Schließt euch an und (er)lebt ein Stückchen mehr Anarchismus oder „organisiert“ eigene Ausfahrten!
Die „Critical Mass Dresden„ findet jeweils am zweiten Sonntag und letzten Freitag im Monat ab 18:30 ab Lingnerplatz (Halfpipe an der Lignerallee) statt.

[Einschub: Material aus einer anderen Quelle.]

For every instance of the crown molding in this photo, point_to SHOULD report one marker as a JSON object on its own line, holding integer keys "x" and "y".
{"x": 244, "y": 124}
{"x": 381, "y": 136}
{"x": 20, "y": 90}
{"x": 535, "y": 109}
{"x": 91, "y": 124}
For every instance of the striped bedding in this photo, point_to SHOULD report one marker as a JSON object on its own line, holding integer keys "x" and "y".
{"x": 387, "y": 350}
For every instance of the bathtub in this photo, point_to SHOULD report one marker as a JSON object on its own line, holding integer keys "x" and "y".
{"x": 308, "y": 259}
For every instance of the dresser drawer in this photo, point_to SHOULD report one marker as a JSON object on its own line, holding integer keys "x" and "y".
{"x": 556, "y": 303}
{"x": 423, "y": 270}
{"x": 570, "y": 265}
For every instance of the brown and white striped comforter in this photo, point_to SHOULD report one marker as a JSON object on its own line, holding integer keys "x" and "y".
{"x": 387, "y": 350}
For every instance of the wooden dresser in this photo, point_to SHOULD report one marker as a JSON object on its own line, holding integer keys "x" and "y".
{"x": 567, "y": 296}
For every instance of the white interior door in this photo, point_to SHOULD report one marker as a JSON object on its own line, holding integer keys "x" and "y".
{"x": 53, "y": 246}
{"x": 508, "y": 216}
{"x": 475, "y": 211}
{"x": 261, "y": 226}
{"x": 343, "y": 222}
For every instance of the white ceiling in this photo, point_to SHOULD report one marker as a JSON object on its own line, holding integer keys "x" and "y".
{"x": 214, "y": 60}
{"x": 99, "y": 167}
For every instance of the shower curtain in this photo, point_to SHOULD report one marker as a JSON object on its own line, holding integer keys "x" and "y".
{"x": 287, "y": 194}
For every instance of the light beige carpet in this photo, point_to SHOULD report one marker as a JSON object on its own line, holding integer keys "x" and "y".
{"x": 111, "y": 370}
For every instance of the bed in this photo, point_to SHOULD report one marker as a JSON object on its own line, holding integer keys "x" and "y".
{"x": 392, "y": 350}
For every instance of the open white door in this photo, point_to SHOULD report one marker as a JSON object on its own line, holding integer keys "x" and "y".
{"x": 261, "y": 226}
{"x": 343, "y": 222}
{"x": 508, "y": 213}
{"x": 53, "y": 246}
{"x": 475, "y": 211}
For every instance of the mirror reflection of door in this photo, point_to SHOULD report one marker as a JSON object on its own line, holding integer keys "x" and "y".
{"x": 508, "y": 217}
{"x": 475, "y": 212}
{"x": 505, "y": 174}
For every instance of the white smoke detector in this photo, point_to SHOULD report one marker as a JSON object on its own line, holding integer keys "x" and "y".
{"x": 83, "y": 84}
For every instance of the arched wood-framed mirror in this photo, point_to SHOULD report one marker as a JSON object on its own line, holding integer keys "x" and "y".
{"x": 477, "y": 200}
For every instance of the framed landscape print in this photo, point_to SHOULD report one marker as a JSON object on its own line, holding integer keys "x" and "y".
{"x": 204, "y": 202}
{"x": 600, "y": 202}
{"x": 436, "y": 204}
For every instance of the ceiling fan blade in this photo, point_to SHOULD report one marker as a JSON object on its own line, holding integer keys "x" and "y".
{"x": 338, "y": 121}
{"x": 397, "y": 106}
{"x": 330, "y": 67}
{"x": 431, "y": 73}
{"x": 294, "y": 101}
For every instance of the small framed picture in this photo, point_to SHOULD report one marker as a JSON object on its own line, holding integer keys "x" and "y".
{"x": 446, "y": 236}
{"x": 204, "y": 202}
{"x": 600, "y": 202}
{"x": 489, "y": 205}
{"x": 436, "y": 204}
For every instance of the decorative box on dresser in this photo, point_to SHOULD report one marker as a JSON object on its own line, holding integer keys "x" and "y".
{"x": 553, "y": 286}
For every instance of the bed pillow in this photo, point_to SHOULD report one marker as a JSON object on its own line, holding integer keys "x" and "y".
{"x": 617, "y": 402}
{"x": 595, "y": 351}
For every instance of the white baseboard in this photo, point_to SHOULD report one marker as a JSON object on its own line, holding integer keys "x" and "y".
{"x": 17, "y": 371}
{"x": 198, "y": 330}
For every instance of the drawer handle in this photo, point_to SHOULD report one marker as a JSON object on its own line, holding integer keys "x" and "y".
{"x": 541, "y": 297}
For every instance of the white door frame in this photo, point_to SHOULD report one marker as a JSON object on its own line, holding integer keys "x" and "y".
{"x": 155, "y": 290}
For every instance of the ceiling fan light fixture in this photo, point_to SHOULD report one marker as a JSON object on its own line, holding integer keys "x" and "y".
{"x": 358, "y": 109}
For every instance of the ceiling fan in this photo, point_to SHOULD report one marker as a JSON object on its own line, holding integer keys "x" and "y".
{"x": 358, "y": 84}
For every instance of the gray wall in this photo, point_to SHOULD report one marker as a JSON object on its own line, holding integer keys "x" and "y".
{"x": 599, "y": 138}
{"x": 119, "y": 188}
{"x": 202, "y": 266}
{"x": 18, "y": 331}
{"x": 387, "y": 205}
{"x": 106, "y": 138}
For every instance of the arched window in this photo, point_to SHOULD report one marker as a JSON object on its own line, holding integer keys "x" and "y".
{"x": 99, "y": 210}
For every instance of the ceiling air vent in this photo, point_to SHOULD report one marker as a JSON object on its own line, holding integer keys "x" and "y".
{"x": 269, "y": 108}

[1] Die rechtliche „Grundlage“ ist von Land zu Land unterschiedlich. In der deutschen Straßenverkehrsordnung ist ein Fahrverband ab 16 Radfahrenden definiert. Ab dieser Zahl ist es erlaubt eine eigene Fahrbahn auf der Straße zu benutzen.
[3] „Corken„
ist das Blockieren von Autofahrer*Innen und sonstigem Verkehr,
vorrangig an Kreuzungen, um dem Fahrverband eine sichere Überquerung zu
ermöglichen. Da geschlossene Fahrverbände laut StVO auch rote Ampeln
passieren dürfen, wenn ein Teil bei der Grünphase schon losgefahren ist,
kommt es gerade an Kreuzungen oft zu uneinsichtigem Fahrverhalten seitens der anderen Verkehrsteilnehmer*Innen.